Une figure sortit de l’obscurité et approcha de l’endroit où il se trouvait. C’était la vieille femme, sa grand’mère.

« Tout va bien, chéri, dit-elle » tout bas ; Bill Withers a tout disposé, il attend près du mur là-bas : il n’y a pas une âme aux environs, et je veillerai. Vous aurez besoin de l’aide de Bill ; quand vous serez prêt, vous n’aurez qu’à siffler doucement trois fois de suite, il saura ce que cela veut dire, et je ferai bonne garde pendant qu’il vous aidera. N’ai-je pas joliment conduit toute l’affaire, et n’ai-je pas bien mérité les souverains d’or que vous m’avez promis. C’était toujours des guinées, autrefois, quand j’étais jeune, chéri ; maintenant rien ne vaut les choses de l’ancien temps.

— Pas de commérages, dit Jabez en posant rudement la main sur son bras, si vous ne voulez éveiller quelqu’un de l’endroit.

— Mais dites, chéri, tout est-il fini ? Rien de blâmable, vous savez, vous me l’avez promis.

— Tout fini, oui, il y a une demi-heure. Si vous me retenez ici avec votre bavardage, la jeune fille sera revenue, avant que nous ayons tout arrangé pour son retour.
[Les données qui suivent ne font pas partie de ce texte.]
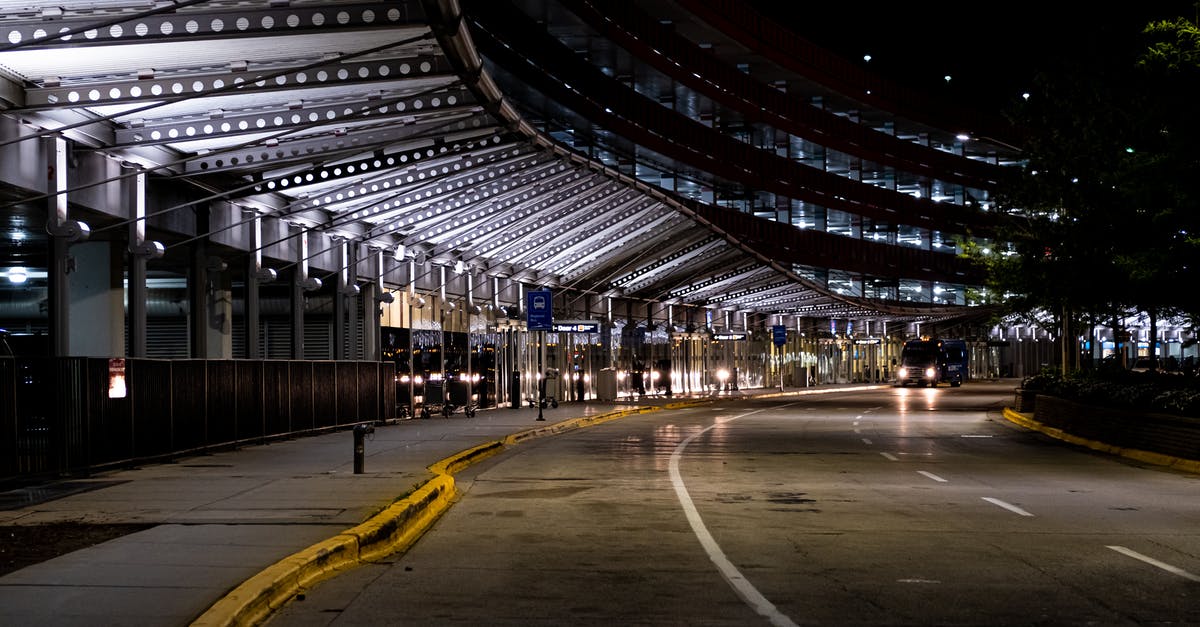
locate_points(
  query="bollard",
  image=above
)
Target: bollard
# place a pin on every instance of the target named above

— Laissez-moi entrer pour lui fermer les yeux, chéri, dit la vieille femme d’un ton suppliant. Sa mère était mon enfant. Laissez-moi lui fermer les yeux.

— Restez où vous êtes, ou je vous étrangle ! » dit en grondant son respectueux petit-fils.

Et il ferma la porte sur sa vénérable parente et la laissa marmotter sur le seuil.

Jabez s’avança près du lit sur lequel son frère était couché ; Jim, en ce moment, s’éveilla de son assoupissement agité, et, ouvrant les yeux de toute leur grandeur, les fixa sur l’individu qui était à côté de lui. Il fit un effort pour parler, montra du doigt ses lèvres, et, étendant la main vers les fioles sur la table, faisait signe à son frère. Ce signe était une prière pour demander la potion stimulante et calmante qui apaisait toujours la brûlante ardeur de sa fièvre. Jabez ne bougea pas.

« Il est éveillé, murmura-t-il ; voici la crise de sa vie et de ma destinée. »

Les horloges de Slopperton sonnèrent onze heures un quart.

Le moribond dit, en murmurant péniblement :

« C’est un noir abîme, fillette, un gouffre noir et sans miséricorde… et je suis sur le point d’y tomber !… »

Pas une main amie, Jim, pour t’écarter de ce terrible gouffre ! La potion resta intacte, sur la table ; et, peut-être aussi coupable que le premier meurtrier, ton frère jumeau se tint immobile à côté de ton lit.